From mboxrd@z Thu Jan  1 00:00:00 1970
Return-Path: <linux-kernel-owner@vger.kernel.org>
Received: (majordomo@vger.kernel.org) by vger.kernel.org via listexpand
	id S1753542Ab0FWKK6 (ORCPT <rfc822;w@1wt.eu>);
	Wed, 23 Jun 2010 06:10:58 -0400
Received: from ogre.sisk.pl ([217.79.144.158]:41356 "EHLO ogre.sisk.pl"
	rhost-flags-OK-OK-OK-OK) by vger.kernel.org with ESMTP
	id S1753522Ab0FWKKx (ORCPT <rfc822;linux-kernel@vger.kernel.org>);
	Wed, 23 Jun 2010 06:10:53 -0400
From: "Rafael J. Wysocki" <rjw@sisk.pl>
To: Alan Stern <stern@rowland.harvard.edu>
Subject: Re: [update] Re: [RFC][PATCH] PM: Avoid losing wakeup events during suspend
Date: Wed, 23 Jun 2010 12:09:08 +0200
User-Agent: KMail/1.13.3 (Linux/2.6.35-rc3-rjw+; KDE/4.4.3; x86_64; ; )
Cc: Florian Mickler <florian@mickler.org>,
       "Linux-pm mailing list" <linux-pm@lists.linux-foundation.org>,
       Matthew Garrett <mjg59@srcf.ucam.org>,
       Linux Kernel Mailing List <linux-kernel@vger.kernel.org>,
       Dmitry Torokhov <dmitry.torokhov@gmail.com>,
       Arve =?iso-8859-1?q?Hj=F8nnev=E5g?= <arve@android.com>,
       Neil Brown <neilb@suse.de>, mark gross <640e9920@gmail.com>
References: <Pine.LNX.4.44L0.1006222203070.10376-100000@netrider.rowland.org>
In-Reply-To: <Pine.LNX.4.44L0.1006222203070.10376-100000@netrider.rowland.org>
MIME-Version: 1.0
Content-Type: Text/Plain;
  charset="iso-8859-1"
Content-Transfer-Encoding: 7bit
Message-Id: <201006231209.09187.rjw@sisk.pl>
Sender: linux-kernel-owner@vger.kernel.org
List-ID: <linux-kernel.vger.kernel.org>
X-Mailing-List: linux-kernel@vger.kernel.org

On Wednesday, June 23, 2010, Alan Stern wrote:
> On Tue, 22 Jun 2010, Rafael J. Wysocki wrote:
> 
> > > > Please tell me what you think.
> > > 
> > > I like it a lot.  It addresses the main weakness in the earlier 
> > > version.  With this, you could essentially duplicate the in-kernel part 
> > > of the wakelocks/suspend blockers stuff.  All except the timed 
> > > wakelocks -- you might want to consider adding a 
> > > pm_wakeup_begin_timeout() convenience routine.
> > 
> > That may be added in future quite easily if it really turns out to be necessary.
> > IIRC Arve said Android only used timeouts in user space wakelocks, not in the
> > kernel ones.
> 
> Didn't we agree that timeouts would be needed for Wake-on-LAN?

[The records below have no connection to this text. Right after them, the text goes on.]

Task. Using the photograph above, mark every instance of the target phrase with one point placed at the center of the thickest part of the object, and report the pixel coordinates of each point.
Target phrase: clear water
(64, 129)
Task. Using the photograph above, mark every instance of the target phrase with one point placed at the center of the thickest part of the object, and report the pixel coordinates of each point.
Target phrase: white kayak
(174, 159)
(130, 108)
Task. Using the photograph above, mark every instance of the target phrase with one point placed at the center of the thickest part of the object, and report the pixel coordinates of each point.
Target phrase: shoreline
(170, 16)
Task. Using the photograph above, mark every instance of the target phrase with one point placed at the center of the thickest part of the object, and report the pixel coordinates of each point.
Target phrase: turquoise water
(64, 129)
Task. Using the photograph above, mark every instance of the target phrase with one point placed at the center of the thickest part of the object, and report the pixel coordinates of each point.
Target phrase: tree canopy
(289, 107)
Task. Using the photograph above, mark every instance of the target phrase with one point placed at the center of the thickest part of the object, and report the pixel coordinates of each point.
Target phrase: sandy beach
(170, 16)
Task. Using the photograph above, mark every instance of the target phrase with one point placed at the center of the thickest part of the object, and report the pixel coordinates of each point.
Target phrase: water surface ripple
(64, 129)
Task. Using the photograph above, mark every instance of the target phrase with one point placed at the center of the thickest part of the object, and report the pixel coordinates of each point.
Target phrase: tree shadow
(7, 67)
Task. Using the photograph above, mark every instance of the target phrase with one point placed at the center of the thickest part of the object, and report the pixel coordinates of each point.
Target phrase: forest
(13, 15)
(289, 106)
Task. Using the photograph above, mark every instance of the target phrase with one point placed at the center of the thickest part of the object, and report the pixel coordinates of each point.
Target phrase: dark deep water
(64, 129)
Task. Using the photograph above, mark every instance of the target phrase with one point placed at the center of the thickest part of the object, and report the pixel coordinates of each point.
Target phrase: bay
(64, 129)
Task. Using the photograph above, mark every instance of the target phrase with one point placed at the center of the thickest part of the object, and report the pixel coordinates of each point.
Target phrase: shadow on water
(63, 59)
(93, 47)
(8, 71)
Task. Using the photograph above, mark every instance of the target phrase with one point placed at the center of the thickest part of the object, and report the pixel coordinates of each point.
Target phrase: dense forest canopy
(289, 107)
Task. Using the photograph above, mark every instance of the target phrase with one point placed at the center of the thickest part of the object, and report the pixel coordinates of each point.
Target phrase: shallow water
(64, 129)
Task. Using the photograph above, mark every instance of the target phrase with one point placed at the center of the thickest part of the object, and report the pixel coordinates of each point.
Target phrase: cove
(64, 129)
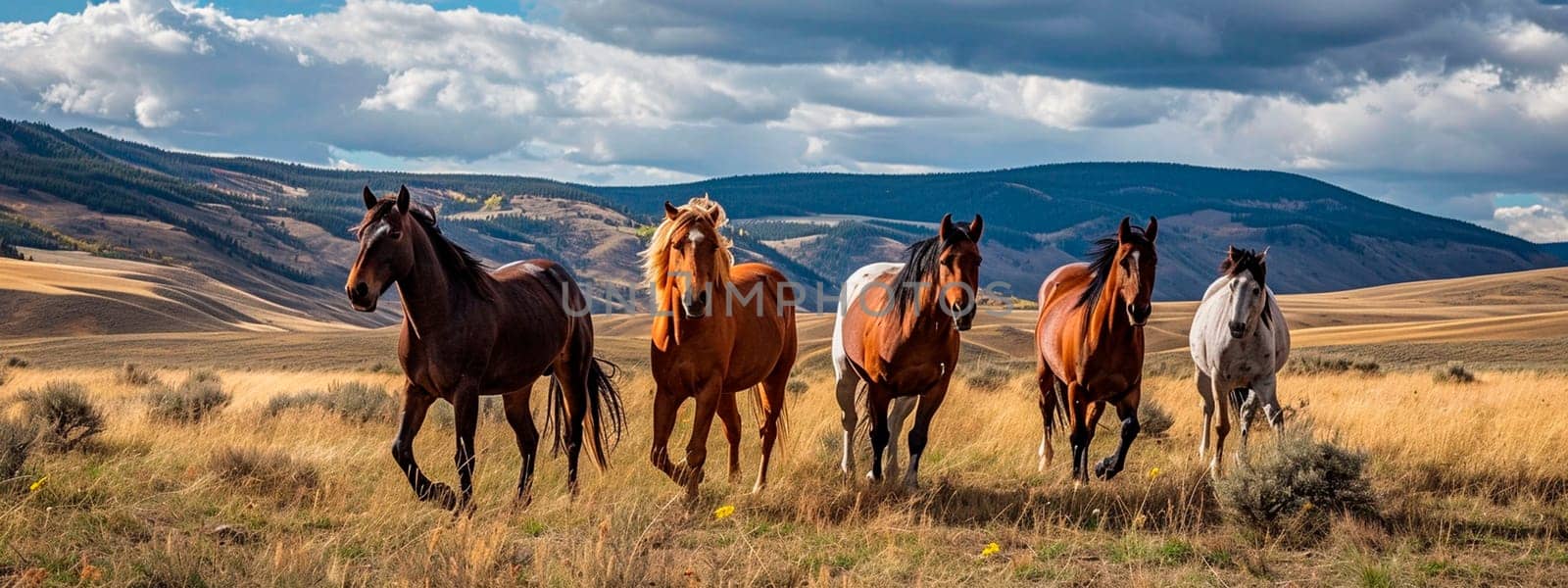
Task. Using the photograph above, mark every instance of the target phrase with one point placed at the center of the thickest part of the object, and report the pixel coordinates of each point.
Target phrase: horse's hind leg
(898, 413)
(877, 404)
(844, 388)
(466, 419)
(1128, 412)
(772, 413)
(1247, 410)
(729, 416)
(1048, 412)
(521, 420)
(1206, 392)
(416, 402)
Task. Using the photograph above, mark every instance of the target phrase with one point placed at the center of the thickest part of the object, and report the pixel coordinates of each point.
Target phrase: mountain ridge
(267, 224)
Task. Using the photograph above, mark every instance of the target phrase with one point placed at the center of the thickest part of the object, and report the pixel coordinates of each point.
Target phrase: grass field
(1470, 478)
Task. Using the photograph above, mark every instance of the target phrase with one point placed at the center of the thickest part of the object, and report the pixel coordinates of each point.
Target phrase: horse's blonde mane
(656, 258)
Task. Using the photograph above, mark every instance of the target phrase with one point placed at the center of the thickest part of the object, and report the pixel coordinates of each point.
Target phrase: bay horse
(1089, 344)
(718, 329)
(898, 329)
(470, 333)
(1239, 342)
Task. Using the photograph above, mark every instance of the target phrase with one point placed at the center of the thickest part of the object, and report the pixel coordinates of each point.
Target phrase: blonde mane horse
(720, 328)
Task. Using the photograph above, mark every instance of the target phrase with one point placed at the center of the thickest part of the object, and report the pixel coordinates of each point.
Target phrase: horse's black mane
(919, 269)
(1102, 256)
(454, 258)
(1239, 261)
(1246, 261)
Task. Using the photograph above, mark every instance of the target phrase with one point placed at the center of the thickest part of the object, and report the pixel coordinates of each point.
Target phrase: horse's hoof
(1102, 469)
(441, 494)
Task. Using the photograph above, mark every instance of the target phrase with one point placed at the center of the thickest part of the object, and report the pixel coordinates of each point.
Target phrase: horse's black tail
(604, 420)
(1238, 397)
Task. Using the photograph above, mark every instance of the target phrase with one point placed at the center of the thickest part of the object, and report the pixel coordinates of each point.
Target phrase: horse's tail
(604, 420)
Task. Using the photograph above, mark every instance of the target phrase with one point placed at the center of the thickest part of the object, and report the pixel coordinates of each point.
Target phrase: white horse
(1239, 341)
(847, 381)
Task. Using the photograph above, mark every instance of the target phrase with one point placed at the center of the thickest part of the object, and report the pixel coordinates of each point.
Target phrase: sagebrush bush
(1296, 488)
(133, 375)
(63, 415)
(264, 469)
(353, 402)
(1455, 373)
(193, 400)
(987, 375)
(1309, 365)
(16, 446)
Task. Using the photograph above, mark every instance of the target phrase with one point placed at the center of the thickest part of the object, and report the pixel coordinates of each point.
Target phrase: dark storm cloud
(1308, 49)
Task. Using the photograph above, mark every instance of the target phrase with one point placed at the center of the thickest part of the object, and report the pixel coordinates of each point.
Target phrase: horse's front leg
(917, 435)
(702, 425)
(466, 417)
(416, 404)
(877, 402)
(1128, 412)
(665, 407)
(844, 389)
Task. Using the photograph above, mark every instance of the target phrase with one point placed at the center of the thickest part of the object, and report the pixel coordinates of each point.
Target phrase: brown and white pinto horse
(898, 331)
(1089, 342)
(470, 333)
(720, 329)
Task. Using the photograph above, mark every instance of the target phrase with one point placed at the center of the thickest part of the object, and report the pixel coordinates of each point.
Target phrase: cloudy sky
(1449, 107)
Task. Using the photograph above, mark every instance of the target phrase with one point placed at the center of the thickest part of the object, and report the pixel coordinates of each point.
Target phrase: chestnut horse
(898, 331)
(470, 333)
(720, 328)
(1089, 344)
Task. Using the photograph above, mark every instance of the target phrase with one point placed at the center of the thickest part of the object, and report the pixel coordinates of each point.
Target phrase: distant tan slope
(71, 294)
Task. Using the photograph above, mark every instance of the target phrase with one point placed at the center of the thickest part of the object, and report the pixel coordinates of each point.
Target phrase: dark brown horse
(1089, 342)
(470, 333)
(898, 331)
(720, 329)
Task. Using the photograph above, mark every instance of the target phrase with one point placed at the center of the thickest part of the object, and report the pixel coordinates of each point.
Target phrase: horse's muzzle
(1141, 314)
(361, 298)
(695, 305)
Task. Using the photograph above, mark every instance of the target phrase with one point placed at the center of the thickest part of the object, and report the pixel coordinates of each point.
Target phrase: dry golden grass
(1470, 477)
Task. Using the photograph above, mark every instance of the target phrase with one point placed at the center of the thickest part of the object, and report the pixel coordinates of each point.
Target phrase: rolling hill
(278, 231)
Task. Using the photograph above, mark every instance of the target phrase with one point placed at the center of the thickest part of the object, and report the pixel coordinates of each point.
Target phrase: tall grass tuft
(264, 470)
(16, 446)
(193, 400)
(133, 375)
(352, 400)
(1298, 488)
(65, 416)
(1455, 373)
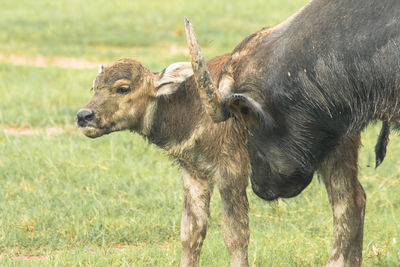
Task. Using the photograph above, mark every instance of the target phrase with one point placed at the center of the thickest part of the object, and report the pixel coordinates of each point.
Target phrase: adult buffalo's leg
(347, 197)
(196, 211)
(235, 221)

Yes, we did, but in the WoL case the timeout will have to be used by the user
space rather than the kernel IMO.

It would make sense to add a timeout argument to pm_wakeup_event() that would
make the system stay in the working state long enough for the driver wakeup
code to start in the PCIe case.  I think pm_wakeup_event() mght just increment
events_in_progress and the timer might simply decrement it.

So, maybe it's just better to have pm_wakeup_event(dev, timeout) that will
increment events_in_progress and set up a timer and pm_wakeup_commit(dev) that
will delete the timer, decrement events_in_progress and increment event_count
(unless the timer has already expired before).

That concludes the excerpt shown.